Fermented foods and dietary fiber are both beneficial for gut health. But if you had to choose between the two it appears fermented foods are more valuable. A study from Stanford University found a diet rich in fermented foods enhances the diversity of gut microbes while also decreasing the molecular signs of inflammation, results not seen from fiber intake alone.
Researchers conducted a trial with 36 healthy adults and randomly assigned them to a 10-week eating plan that included either fermented foods or high-fiber foods. Blood and stool samples were analyzed in the 3-weeks leading up to the trial, during the 10-week trial and then in the 4-weeks post trial. What they found were different effects on the immune system and gut microbiome.
Eating fermented foods, such as yogurt, kefir, kombucha tea, kimchi and others, resulted in an increase in overall microbial diversity. And the more fermented foods they ate, the stronger the effects. The high-fiber diet, which was rich in legumes, seeds, whole grains, nuts, vegetables and fruits, did not increase the diversity of the gut microbiome.

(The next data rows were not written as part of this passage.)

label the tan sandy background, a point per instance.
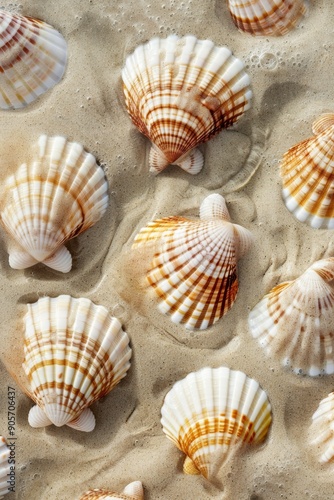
(292, 80)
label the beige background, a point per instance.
(292, 80)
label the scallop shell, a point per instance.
(322, 429)
(133, 491)
(56, 197)
(75, 353)
(307, 172)
(4, 466)
(33, 57)
(211, 413)
(295, 321)
(180, 92)
(194, 272)
(266, 17)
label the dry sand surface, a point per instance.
(292, 82)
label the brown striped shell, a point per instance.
(194, 272)
(75, 352)
(266, 17)
(180, 92)
(133, 491)
(211, 413)
(295, 321)
(307, 172)
(33, 57)
(60, 194)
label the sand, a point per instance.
(292, 85)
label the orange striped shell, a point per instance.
(33, 57)
(307, 172)
(194, 272)
(180, 92)
(211, 413)
(75, 352)
(266, 17)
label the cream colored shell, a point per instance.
(266, 17)
(33, 57)
(75, 352)
(57, 196)
(321, 432)
(133, 491)
(307, 172)
(4, 467)
(194, 272)
(180, 92)
(295, 321)
(209, 414)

"This is a stunning finding," said Justin Sonnenburg, Ph.D., an associate professor of microbiology and immunology. "It provides one of the first examples of how a simple change in diet can reproducibly remodel the microbiota across a cohort of healthy adults."
The levels of 19 different inflammatory proteins measured in the blood decreased in the fermented foods group, while none of those levels decreased in the group assigned to the high-fiber diet.
"We expected high fiber to have a more universally beneficial effect and increase microbiota diversity," said Erica Sonnenburg, Ph.D., a senior research scientist in basic life sciences, microbiology and immunology. "The data suggest that increased fiber intake alone over a short time period is insufficient to increase microbiota diversity."
Previous research has shown what a person eats shapes the gut microbiome. That in turn has the ability to affect their immune system and their overall health.
"We wanted to conduct a proof-of-concept study that could test whether microbiota-targeted food could be an avenue for combatting the overwhelming rise in chronic inflammatory diseases," said Christopher Gardner, Ph.D., the Rehnborg Farquhar Professor and director of nutrition studies at the Stanford Prevention Research Center. "Microbiota-targeted diets can change immune status, providing a promising avenue for decreasing inflammation in healthy adults. This finding was consistent across all participants in the study who were assigned to the higher fermented food group."